Handbrake 1.1.0 - 720p60 x264 6000 kbps Fast
Handbrake 1.1.0 - 1080p60 x264 3500 kbps Faster
Handbrake 1.1.0 - 1080p60 HEVC 3500 kbps Fast

Video encoding is always an interesting mix of multi-threading, memory latency, and compute. The Core i9, with AVX2 instructions, sets a commanding lead in all three tests. The AMD processors seem to fluctuate a bit, with the 1950X and 2700X being the best of the bunch. Unfortunately we didn’t get 2950X results in our initial runs, but I would expect it to be competitive with the Core i9 for sure, given where the 1950X is. However the 2990WX does fall behind a bit.

7-zip v1805: Popular Open-Source Encoding Engine

Out of our compression/decompression tool tests, 7-zip is the most requested and comes with a built-in benchmark. For our test suite, we’ve pulled the latest version of the software and we run the benchmark from the command line, reporting the compression, decompression, and a combined score.

It is noted in this benchmark that the latest multi-die processors have very bi-modal performance between compression and decompression, performing well in one and badly in the other. There are also discussions around how the Windows Scheduler is implementing every thread. As we get more results, it will be interesting to see how this plays out.

7-Zip 1805 Compression

7-Zip 1805 Decompression

7-Zip 1805 Combined

Oh boy, this was an interesting set of tests. When we initially published this review, without commentary, the compression graph with the 2990WX at the bottom was shared around social media like crazy, trying to paint a picture of why AMD performance isn’t great. It was also used in conjuction with Phoronix’s tests, that showed a much better picture on Linux.

But what confuses me is that almost no-one also posted the decompression graph. Here AMD’s 32-core processors take a commanding lead, with the 16/18-core parts being the best of the rest.

If you plan to share out the Compression graph, please include the Decompression one. Otherwise you’re only presenting half a picture.

WinRAR 5.60b3: Archiving Tool

My compression tool of choice is often WinRAR, having been one of the first tools a number of my generation used over two decades ago. The interface has not changed much, although the integration with Windows right click commands is always a plus. It has no in-built test, so we run a compression over a set directory containing over thirty 60-second video files and 2000 small web-based files at a normal compression rate.

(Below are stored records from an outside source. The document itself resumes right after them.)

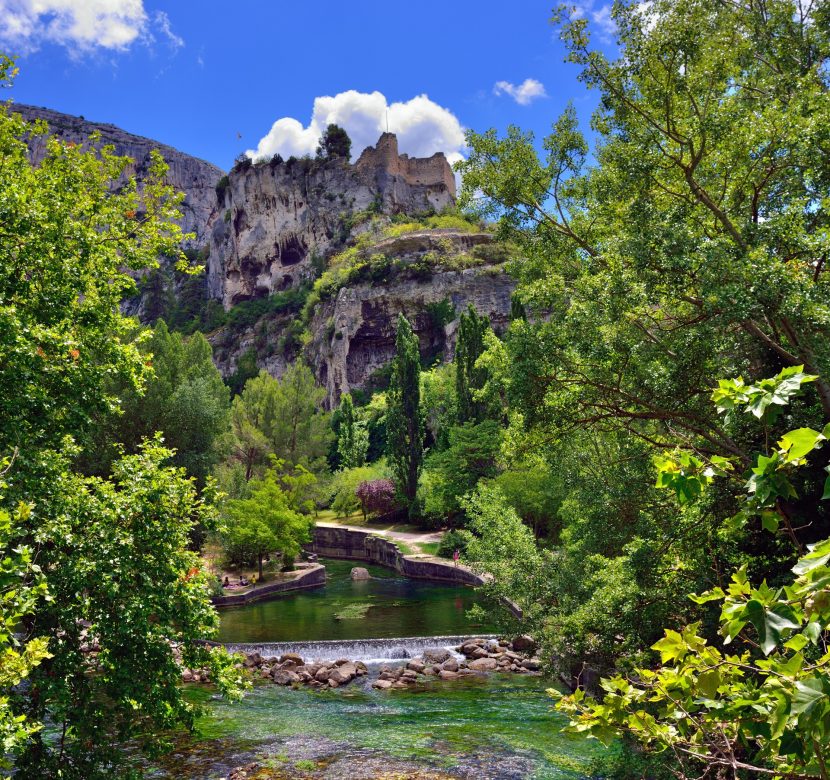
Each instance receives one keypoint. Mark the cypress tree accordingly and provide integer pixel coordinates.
(405, 425)
(353, 438)
(469, 347)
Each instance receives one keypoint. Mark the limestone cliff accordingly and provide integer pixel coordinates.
(196, 178)
(279, 217)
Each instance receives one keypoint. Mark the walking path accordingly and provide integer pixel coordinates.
(408, 537)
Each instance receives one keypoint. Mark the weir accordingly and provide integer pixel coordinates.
(366, 650)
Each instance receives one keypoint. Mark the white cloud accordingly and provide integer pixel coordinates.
(80, 25)
(600, 15)
(523, 93)
(162, 21)
(422, 126)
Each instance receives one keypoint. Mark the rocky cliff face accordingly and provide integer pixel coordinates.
(279, 217)
(196, 178)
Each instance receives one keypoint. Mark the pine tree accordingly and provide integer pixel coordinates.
(468, 378)
(405, 425)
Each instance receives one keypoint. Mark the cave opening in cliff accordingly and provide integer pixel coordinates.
(293, 252)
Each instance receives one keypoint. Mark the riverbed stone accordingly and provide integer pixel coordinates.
(436, 655)
(524, 644)
(483, 664)
(285, 677)
(343, 673)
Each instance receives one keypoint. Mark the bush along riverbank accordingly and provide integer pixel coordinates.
(474, 656)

WinRAR is variable threaded but also susceptible to caching, so in our test we run it 10 times and take the average of the last five, leaving the test purely for raw CPU compute performance.

WinRAR 5.60b3

A set of high frequency cores and good memory is usually beneficial, but sometimes some more memory bandwidth and lower latency helps. At the top is AMD’s R7 2700X, with the Intel 10-core just behind. I’m surprised not to see the 8700K in there, perhaps its six cores is not enough. But the higher core count AMD parts struggle to gain traction here, with the 32-core parts taking some sweet time to finish this test.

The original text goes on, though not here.